Thornburgh: Well if the question is, can I drink flagons of wine while leading people around the Puglian countryside, the answer is yes, yes I can.
Goulding: Well I know that you can, and in every photo I see, you’re on some kind of perch with a beverage in hand, and usually the other hand is in some kind of gesticulation of sort, which is such a great pose for you.
Thornburgh: Somewhere between Captain Morgan and Billy Goat.
Goulding: But I know you’ve been on a similarly meandering, circuitous, wild, internal journey in the same amount of time, these last four or five years. How are you looking at things now?

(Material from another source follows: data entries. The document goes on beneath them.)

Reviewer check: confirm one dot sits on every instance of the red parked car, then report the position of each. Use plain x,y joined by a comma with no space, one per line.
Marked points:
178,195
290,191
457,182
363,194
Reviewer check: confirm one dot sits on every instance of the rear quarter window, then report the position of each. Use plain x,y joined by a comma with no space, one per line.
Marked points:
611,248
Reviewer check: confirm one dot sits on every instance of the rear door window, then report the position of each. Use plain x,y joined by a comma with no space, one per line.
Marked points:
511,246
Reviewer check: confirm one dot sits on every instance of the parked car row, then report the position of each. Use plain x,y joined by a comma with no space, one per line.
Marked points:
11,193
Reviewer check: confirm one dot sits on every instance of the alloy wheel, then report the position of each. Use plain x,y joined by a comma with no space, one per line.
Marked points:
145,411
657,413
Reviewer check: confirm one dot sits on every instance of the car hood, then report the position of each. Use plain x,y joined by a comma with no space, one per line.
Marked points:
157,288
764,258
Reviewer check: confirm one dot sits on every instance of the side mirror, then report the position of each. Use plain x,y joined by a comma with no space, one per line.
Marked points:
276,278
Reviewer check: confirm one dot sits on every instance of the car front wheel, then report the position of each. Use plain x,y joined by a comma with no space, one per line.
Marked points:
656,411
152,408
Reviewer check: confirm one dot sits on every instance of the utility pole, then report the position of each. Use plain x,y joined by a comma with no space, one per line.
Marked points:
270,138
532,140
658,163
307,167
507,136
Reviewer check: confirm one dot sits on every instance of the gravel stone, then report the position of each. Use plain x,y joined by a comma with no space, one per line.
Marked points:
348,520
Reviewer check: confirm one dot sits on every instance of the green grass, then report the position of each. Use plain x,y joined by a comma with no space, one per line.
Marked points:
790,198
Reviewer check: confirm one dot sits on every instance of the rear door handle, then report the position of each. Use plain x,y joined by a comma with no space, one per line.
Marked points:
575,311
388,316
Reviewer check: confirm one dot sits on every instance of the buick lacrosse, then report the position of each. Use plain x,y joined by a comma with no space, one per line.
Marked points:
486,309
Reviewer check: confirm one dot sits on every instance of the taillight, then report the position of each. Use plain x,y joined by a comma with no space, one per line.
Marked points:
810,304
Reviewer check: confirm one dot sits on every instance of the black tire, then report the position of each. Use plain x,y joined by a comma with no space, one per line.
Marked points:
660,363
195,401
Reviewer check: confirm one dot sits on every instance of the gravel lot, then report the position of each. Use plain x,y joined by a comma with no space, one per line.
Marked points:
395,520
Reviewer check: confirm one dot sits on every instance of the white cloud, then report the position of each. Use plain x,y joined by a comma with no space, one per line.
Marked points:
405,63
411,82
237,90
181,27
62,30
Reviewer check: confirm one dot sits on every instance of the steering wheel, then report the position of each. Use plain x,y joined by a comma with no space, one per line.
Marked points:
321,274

Thornburgh: Talking about that hike in Portugal, we always had one side of things that had worked really well and the other that had not, specifically creative and business. Creative great, business fucking disastrous. I think it’s always good in a darkening world to take a moment to say, alright, yes, we’re actually doing well. I could not be more excited about “Omnivore” and the sheer act of creation to get this on the screen, but I’m also super happy that Roads & Kingdoms is not dead. I mean, it was pretty dead.
Goulding: It’s amazing.
Thornburgh: It’s ironic to say this on a podcast that I’ve been trying to drown in the bathtub for the last two years and that we’re reviving for “one night only.” But I do feel that it’s all related. You need to have a business. You need to have a budget from Apple. You need to have your own feet that you can stand on as Roads & Kingdoms. It’s great to just be here, to know that we’re going to be here. And I will say, it’s incredible to see on the screen on “Omnivore” some of the people that we get to know and get to hang out with in different places around the world. It’s all surviving somehow. A lot of it are ideas, the Bourdain ideas, the precedent that he set: that shit lives on, but only if you build on and around it. It’s very fucking edifying just to be out here.